11.04.2024, Sønderborg Lystbådehavn - Langballigau

Heute Nachmittag lässt der Wind etwas nach, so dass wir die Gelegenheit nutzen, nach Langballigau zu verholen. Unser Freund aus Fahrdorf empfängt uns am Hafen, zur Freude unseres Jüngsten, mit "Bolle" an der Leine. Wir essen gemeinsam Pizza und verbringen einen wirklich schönen Abend - danke Björn!

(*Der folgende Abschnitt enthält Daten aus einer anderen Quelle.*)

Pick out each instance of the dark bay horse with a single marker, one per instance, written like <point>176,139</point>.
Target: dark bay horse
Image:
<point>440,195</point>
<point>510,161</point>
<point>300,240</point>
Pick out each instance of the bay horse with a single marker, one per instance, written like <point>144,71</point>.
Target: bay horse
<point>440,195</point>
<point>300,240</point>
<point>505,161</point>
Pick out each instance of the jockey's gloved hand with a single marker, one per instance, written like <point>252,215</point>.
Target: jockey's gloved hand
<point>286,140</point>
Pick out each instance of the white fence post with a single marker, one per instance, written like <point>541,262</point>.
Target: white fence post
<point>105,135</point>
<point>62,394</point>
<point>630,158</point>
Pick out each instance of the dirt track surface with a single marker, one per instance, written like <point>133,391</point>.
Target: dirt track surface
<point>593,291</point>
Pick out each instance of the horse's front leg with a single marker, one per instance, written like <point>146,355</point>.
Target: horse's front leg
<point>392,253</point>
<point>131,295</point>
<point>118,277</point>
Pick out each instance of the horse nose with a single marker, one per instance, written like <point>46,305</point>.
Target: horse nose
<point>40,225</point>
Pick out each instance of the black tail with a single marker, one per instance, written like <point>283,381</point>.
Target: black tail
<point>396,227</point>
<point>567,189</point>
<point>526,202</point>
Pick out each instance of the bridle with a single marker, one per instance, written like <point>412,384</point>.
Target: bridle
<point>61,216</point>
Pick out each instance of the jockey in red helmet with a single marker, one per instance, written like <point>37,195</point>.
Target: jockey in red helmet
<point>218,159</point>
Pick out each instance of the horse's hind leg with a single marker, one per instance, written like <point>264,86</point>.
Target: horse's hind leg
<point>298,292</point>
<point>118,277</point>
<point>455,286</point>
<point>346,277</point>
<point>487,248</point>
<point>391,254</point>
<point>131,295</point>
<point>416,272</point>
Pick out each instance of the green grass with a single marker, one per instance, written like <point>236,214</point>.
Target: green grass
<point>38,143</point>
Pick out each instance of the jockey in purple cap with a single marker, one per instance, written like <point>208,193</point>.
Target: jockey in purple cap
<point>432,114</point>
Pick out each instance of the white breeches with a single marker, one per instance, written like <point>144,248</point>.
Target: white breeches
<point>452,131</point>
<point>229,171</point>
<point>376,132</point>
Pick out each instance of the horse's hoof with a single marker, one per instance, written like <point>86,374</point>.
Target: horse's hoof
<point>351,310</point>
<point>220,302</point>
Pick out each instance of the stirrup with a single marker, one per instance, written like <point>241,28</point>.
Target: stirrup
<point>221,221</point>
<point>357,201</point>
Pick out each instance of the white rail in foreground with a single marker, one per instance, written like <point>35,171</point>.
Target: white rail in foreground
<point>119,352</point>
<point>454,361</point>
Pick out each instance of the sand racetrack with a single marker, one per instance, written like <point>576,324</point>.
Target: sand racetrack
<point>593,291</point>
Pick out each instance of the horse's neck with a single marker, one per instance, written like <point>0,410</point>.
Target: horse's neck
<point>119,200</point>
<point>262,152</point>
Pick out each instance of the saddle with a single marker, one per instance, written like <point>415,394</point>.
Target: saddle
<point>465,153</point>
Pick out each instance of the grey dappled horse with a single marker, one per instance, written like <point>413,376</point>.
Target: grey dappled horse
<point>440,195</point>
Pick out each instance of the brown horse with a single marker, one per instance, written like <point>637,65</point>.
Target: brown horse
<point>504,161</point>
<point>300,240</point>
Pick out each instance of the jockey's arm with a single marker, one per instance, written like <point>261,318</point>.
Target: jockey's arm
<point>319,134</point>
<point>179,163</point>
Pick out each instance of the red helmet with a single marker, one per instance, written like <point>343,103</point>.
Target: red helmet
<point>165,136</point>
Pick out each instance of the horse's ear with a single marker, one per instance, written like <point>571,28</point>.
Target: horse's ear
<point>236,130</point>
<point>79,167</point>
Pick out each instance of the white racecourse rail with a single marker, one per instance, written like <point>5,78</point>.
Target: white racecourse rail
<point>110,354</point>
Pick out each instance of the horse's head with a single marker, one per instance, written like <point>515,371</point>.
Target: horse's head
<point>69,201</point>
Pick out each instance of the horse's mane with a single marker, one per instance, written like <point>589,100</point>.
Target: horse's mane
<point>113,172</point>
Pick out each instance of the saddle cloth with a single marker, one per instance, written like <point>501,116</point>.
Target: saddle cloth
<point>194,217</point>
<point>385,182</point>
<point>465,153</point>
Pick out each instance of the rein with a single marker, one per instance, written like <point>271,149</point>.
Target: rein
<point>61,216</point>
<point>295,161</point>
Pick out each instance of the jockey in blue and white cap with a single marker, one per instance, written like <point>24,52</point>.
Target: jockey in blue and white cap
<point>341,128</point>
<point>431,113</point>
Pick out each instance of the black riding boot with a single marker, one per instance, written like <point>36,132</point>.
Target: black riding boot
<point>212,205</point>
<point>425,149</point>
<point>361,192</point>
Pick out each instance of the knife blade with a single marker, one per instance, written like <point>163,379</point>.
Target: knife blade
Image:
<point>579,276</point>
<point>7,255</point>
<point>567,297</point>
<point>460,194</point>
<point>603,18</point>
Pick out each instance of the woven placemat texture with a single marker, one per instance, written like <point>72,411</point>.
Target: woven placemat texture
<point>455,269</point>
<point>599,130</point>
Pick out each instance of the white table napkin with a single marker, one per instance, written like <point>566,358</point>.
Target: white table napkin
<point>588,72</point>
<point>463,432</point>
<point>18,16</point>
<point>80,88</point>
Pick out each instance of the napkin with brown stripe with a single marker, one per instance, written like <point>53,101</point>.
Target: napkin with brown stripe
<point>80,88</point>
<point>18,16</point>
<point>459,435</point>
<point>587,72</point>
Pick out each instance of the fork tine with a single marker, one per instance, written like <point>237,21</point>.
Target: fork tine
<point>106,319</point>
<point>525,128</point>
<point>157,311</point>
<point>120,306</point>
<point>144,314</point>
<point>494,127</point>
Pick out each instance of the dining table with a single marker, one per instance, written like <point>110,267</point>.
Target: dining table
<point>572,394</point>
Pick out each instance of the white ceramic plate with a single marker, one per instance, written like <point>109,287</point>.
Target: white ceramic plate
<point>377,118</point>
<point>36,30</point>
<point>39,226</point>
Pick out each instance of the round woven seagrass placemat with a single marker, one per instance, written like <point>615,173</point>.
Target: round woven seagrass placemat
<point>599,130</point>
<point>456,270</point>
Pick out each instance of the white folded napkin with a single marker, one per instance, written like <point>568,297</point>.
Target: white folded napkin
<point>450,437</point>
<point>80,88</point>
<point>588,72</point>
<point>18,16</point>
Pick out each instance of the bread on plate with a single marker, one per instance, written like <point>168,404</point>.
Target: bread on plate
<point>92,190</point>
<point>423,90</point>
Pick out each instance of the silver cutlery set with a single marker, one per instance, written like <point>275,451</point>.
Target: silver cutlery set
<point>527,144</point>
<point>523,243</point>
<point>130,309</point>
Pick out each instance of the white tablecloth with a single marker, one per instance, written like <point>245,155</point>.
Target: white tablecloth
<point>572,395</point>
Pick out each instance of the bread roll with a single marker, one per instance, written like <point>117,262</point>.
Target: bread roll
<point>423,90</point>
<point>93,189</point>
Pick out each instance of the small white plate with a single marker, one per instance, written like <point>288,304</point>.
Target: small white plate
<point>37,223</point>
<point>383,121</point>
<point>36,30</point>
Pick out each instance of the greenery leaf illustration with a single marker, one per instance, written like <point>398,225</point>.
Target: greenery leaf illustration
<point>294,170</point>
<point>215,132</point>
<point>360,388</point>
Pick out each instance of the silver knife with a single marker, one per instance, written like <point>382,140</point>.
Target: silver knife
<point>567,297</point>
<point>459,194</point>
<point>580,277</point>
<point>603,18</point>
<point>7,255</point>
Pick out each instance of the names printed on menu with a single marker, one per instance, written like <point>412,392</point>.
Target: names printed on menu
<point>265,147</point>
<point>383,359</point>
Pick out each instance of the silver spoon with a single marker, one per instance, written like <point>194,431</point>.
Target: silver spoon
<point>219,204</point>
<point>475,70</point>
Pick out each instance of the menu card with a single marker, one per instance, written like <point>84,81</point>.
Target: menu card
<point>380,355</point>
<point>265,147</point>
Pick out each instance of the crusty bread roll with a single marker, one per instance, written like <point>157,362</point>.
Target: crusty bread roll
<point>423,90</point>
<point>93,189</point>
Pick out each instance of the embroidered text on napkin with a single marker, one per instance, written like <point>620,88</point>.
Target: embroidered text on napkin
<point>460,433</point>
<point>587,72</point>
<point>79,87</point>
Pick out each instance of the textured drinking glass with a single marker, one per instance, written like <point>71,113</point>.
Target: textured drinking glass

12.04.2024, Langballigau - Marina Minde

Heute Morgen legt der Wind wieder ein kurze Pause ein, allerdings soll es den ganzen Tag regnen. Wir nutzen die Gelegenheit und legen bei knappen 3 Beaufort nur mit Fock ab. Die Sonne versucht sich durch die ansonsten geschlossene Wolkendecke zu kämpfen - leider gewinnt dann aber später der Regen! Wir laufen gegen halb zehn in Marina Minde ein. Das für heute angesagt regnerische Wetter nutzen wir, um irgendwie nach Elmshorn zu kommen, damit wir morgen wieder mit dem Auto hierher nach Marina Minde zurückkommen können.

Von Marina Minde mit öffentlichen Verkehrsmitteln nach Elmshorn zu kommen ist bekanntermaßen eine große Herausforderung. Laut Google Maps 5,5 Stunden. Hmmm, wir überlegen, was wir tun können. Zunächst machen wir uns mit leichtem Gepäck zu Fuß auf Richtung Egernsund. An der Bushaltestelle kurz vor der Egernsundbrücke keimt die Erkenntnis, dass wir zu Alternativen greifen müssen!  Nachdem wir fast 3,5 km zu Fuß und bei Wind und Regen zurückgelegt hatten, entscheiden wir uns dafür mit dem Taxi nach Flensburg zu fahren. Durch eine glückliche Verkettung von Zufällen bestreiten wir den ersten Teil der Reise mit der Deutschen Bahn ohne nennenswerte  Vorkommnisse bis Neumünster. Ein direkte Verbindung von Flensburg nach Hamburg gibt es leider nicht. Auch der zweite Teil der Reise, von Neumünster bis Elmshorn bleibt unspektakulär. Einziger Wehrmutstropfen: Wir müssen die ganze Zeit dichtgedrängt auf der Treppe stehen.

In Summe haben wir nach nun knapp einer Woche das Gefühl, die richtige Entscheidung getroffen zu haben. Wir freuen uns auf viele schöne Momente auf unserem Schiff.